CHAI Papers Published

04 Jun 2022

Here are some of the papers that have been published by CHAI students and affiliates recently: 

ICLR 2022 

Cassidy Laidlaw, Anca Dragan – The Boltzmann Policy Distribution: Accounting for Systematic Suboptimality in Human Models 

This paper introduces a novel model of human behavior, the Boltzmann policy distribution (BPD). The BPD enables human action prediction and human-AI cooperation much better than existing methods like Boltzmann rationality by modeling systematically suboptimal human behavior. Despite requiring little or no human data, it performs almost as well as human models requiring far more data. 

Scientific Reports 

Tom Lenaerts – Inferring strategies from observations in long iterated Prisoner’s dilemma experiments

While many theoretical studies have revealed the strategies that could lead to and maintain cooperation in the Iterated Prisoner’s dilemma, less is known about what human participants actually do in this game and how strategies change when being confronted with anonymous partners in each round. Previous attempts used short experiments, made different assumptions of possible strategies, and led to very different conclusions. Presented here are two long treatments that differ in the partner matching strategy used, i.e. fixed or shuffled partners. Unsupervised methods are used to cluster the players based on their actions and then Hidden Markov Model to infer what the memory-one strategies are in each cluster. Analysis of the inferred strategies reveals that fixed partner interaction leads to behavioral self-organization. Shuffled partners generate subgroups of memory-one strategies that remain entangled, apparently blocking the self-selection process that leads to fully cooperating participants in the fixed partner treatment. Analyzing the latter in more detail shows that AllC, AllD, TFT- and WSLS-like behavior can be observed. This study also reveals that long treatments are needed as experiments with less than 25 rounds capture mostly the learning phase participants go through in these kinds of experiments. 

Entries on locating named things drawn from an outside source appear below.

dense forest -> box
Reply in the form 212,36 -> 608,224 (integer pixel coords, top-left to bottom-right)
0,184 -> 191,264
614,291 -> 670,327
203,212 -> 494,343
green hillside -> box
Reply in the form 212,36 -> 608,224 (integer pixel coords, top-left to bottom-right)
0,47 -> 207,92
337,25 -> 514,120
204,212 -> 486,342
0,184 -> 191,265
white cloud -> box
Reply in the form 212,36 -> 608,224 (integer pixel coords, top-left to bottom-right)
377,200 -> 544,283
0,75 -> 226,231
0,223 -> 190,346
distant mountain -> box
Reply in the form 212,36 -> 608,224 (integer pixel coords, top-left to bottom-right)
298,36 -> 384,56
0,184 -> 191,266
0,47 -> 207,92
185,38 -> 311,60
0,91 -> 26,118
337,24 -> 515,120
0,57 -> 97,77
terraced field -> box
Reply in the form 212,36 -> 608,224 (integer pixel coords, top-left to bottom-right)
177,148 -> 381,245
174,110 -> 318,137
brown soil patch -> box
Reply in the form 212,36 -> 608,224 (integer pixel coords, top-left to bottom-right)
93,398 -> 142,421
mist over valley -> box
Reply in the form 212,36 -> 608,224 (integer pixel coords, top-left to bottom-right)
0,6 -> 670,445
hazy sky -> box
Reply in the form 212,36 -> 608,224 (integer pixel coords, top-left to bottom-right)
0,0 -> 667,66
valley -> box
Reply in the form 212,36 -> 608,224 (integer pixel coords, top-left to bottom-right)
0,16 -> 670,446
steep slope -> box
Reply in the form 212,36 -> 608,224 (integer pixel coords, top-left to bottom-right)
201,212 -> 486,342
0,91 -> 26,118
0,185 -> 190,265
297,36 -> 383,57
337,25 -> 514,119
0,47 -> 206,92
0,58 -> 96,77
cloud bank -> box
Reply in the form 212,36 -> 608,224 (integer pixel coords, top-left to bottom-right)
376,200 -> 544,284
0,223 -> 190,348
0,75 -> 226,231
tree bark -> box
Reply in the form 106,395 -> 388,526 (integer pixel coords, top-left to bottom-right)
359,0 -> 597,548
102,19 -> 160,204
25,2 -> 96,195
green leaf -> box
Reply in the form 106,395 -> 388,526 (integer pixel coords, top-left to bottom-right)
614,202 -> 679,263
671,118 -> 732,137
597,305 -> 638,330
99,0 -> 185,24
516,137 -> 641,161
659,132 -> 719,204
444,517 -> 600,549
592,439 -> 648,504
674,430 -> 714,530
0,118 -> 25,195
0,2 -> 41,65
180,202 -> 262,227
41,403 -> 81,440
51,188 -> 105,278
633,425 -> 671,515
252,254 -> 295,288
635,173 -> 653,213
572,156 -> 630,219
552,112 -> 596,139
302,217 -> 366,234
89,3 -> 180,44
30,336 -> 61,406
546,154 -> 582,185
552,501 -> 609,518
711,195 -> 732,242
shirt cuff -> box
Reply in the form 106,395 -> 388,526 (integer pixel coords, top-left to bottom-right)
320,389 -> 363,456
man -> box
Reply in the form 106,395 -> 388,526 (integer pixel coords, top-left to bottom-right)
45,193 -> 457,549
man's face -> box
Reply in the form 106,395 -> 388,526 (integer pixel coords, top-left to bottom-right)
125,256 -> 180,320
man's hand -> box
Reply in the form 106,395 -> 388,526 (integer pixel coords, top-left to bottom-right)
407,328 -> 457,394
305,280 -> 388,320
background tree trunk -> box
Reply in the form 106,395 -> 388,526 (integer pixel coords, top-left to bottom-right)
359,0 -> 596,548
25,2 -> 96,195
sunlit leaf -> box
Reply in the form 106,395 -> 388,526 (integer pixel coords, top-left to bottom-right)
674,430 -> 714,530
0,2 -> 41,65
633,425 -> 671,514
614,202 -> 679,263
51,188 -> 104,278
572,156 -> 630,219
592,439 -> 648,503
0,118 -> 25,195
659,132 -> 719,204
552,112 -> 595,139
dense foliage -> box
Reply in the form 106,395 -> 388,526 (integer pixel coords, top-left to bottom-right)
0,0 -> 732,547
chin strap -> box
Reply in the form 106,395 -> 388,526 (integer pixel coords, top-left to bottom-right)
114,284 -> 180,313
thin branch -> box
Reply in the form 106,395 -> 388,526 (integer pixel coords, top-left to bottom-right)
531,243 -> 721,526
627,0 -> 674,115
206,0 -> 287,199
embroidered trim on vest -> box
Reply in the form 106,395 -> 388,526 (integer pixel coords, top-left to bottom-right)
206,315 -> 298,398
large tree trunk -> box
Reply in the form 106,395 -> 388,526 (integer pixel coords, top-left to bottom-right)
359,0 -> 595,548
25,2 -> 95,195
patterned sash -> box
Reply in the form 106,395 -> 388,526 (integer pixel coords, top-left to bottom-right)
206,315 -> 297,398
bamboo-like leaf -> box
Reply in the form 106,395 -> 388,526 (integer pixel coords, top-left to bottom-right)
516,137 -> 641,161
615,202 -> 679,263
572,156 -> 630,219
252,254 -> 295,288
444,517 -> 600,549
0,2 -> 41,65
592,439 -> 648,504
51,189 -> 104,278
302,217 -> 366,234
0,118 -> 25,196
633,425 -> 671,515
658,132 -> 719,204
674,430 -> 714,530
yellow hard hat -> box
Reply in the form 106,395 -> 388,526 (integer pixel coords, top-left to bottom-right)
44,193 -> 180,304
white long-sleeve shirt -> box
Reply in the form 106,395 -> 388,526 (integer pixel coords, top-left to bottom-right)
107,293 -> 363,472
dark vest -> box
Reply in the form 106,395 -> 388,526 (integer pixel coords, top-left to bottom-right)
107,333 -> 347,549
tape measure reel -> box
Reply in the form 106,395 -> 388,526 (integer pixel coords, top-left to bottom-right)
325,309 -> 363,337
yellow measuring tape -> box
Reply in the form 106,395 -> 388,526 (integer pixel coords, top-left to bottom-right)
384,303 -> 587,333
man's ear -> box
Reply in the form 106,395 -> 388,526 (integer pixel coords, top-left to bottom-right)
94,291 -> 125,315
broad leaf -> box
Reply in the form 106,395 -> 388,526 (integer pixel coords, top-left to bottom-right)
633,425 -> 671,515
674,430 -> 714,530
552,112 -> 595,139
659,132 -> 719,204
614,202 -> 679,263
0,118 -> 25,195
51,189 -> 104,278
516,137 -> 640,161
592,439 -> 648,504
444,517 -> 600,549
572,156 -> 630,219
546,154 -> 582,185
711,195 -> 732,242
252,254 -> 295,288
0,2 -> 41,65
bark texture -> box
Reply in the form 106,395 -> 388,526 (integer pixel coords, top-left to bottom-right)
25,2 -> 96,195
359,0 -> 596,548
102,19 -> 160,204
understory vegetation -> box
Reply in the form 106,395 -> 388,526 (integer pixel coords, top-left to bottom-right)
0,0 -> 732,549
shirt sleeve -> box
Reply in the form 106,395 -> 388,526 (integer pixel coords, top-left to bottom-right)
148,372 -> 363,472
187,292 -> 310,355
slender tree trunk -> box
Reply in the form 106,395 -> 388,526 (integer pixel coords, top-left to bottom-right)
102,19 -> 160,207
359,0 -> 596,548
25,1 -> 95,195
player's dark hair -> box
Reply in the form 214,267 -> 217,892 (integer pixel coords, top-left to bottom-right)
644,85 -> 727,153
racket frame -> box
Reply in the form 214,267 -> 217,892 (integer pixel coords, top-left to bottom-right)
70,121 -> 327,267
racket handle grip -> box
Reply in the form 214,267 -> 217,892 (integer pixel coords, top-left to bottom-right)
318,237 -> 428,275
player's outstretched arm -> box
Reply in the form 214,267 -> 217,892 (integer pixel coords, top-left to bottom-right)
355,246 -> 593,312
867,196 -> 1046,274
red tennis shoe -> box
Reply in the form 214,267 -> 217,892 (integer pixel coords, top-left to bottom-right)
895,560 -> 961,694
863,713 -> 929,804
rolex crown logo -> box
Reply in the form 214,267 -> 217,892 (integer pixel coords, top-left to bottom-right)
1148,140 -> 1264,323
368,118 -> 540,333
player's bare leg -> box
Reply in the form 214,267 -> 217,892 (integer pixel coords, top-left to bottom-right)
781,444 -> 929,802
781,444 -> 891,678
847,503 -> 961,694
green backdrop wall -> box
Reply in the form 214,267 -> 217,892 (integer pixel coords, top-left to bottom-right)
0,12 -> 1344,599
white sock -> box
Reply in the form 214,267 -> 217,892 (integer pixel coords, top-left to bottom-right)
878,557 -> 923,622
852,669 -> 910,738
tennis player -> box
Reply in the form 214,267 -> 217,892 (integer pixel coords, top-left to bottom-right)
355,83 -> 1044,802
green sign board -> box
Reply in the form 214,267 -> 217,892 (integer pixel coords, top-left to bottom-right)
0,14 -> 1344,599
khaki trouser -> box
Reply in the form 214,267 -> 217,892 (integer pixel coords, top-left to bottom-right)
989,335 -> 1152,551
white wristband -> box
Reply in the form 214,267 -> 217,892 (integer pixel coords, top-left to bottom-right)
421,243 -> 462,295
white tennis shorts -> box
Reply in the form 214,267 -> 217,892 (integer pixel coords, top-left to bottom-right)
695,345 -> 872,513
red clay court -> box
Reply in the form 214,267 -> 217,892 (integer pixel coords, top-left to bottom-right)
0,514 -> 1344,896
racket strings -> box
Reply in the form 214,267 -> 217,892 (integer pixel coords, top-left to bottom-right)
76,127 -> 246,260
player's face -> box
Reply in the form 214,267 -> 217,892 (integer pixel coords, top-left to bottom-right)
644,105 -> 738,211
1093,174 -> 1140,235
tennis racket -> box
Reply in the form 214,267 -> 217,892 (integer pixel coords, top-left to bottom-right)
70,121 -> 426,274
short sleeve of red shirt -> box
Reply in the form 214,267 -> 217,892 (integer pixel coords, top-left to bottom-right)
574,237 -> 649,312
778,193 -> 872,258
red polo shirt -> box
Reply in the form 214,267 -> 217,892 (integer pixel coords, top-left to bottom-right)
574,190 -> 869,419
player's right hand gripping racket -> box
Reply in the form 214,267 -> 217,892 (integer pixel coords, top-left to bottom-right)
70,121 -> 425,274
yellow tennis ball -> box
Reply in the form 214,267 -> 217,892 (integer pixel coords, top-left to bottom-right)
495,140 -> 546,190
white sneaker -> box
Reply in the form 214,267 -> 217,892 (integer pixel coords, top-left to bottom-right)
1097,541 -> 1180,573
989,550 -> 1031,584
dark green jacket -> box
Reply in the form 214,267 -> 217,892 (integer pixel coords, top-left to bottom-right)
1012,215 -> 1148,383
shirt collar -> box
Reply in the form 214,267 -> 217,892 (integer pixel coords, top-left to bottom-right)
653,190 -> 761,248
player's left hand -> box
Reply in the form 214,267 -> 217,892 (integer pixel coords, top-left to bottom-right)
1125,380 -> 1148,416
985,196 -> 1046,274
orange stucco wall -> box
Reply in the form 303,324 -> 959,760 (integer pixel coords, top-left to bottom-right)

Tom Lenaerts – Delegation to artificial agents fosters prosocial behaviors in the collective risk dilemma 

Home assistant chat-bots, self-driving cars, drones or automated negotiation systems are some of the several examples of autonomous (artificial) agents that have pervaded our society. These agents enable the automation of multiple tasks, saving time and (human) effort. However, their presence in social settings raises the need for a better understanding of their effect on social interactions and how they may be used to enhance cooperation towards the public good, instead of hindering it. To this end, the paper presents an experimental study of human delegation to autonomous agents and hybrid human-agent interactions centered on a non-linear public goods dilemma with uncertain returns in which participants face a collective risk. Its aim is to understand experimentally whether the presence of autonomous agents has a positive or negative impact on social behaviour, equality and cooperation in such a dilemma. The results show that cooperation and group success increases when participants delegate their actions to an artificial agent that plays on their behalf. Yet, this positive effect is less pronounced when humans interact in hybrid human-agent groups, where humans in successful hybrid groups mostly make higher contributions earlier in the game. Also, the paper shows that participants wrongly believe that artificial agents will contribute less to the collective effort. In general, results suggest that delegation to autonomous agents has the potential to work as commitment devices, which prevent both the temptation to deviate to an alternate (less collectively good) course of action, as well as limiting responses based on betrayal aversion.) 

ICML 2022

Micah Carroll, Dylan Hadfield-Menell, Stuart Russell, Anca Dragan – Estimating and Penalizing Induced Preference Shifts in Recommender Systems 

The content that a recommender system (RS) shows to users influences them. Therefore, when choosing which recommender to deploy, one is implicitly also choosing to induce specific internal states in users. Even more, systems trained via long-horizon optimization will have direct incentives to manipulate users, e.g. shift their preferences so they are easier to satisfy. In this work we focus on induced preference shifts in users. We argue that – before deployment – system designers should: estimate the shifts a recommender would induce; evaluate whether such shifts would be undesirable; and even actively optimize to avoid problematic shifts.)